Ainda assim, muitos candidatos problemáticos permanecem, até pelos padrões da extrema-direita que se quer mostrar respeitável em busca de conquistar o voto conservador. Este domingo, a BBC traz a história de mais oito deles que fizeram “uma vasta gama de comentários ofensivos online sobre mulheres”. Os casos são muitos e alguns muito desagradáveis mas, para citar apenas um dos mais “ideológicos”, Ian Gribbin diz que são os homens que pagam 80% dos impostos para as mulheres” e que “a feminização cultural do Ocidente é um desastre de proporções épicas”, associando as mulheres a neurose e histeria. Para ele, as mulheres são o “género esponja”, tendo sugerido ainda que deviam ser privadas de cuidados médicos até que a diferença de esperança de vida entre os sexos pudesse ser eliminada.

O mesmo já a 10 de junho tinha sido obrigado a pedir desculpas por ter dito que o país teria ficado “bem melhor” se tivesse ido “ter com Hitler e oferecido a sua neutralidade” em vez de combater na II Guerra Mundial, elogiando Putin. Ainda sobre Hitler, o seu colega Jack Aaron escreveu que era um homem “inspirador” que sabia usar a sua personalidade “para inspirar as pessoas a agir”. Acabou por ter de se retratar desse comentário dizendo agora que queria dizer que era tão brilhante quanto horrível, mas também tem comentários sobre o ditador sírio Assad ser “gentil por natureza” e “não um tirano que exerce controlo sobre as pessoas com um punho de ferro”, ou sobre a invasão da Ucrânia ser “legítima”.

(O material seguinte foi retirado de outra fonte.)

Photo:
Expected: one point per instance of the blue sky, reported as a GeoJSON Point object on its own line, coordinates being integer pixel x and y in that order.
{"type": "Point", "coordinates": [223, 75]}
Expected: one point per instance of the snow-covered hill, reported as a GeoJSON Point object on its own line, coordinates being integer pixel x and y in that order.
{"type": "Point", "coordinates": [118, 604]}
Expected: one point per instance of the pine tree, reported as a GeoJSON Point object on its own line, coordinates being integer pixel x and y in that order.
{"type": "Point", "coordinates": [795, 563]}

A semana passada, o Times tinha noticiado a renúncia à candidatura de Grant StClair-Armstrong que tinha apelado antes ao voto no partido fascista BNP, para além de inúmeros comentários ofensivos numa rede de páginas que mantinha. Ao mesmo tempo saía a notícia de que o candidato Edward Oakenfull tinha feito comentários insultuosos sobre o QI dos africanos e outros islamofóbicos. O diário israelita Haaretz, este domingo, informa que o candidato Ben Aston acusou grupos judaicos de organização de imigração muçulmana para o Reino Unido.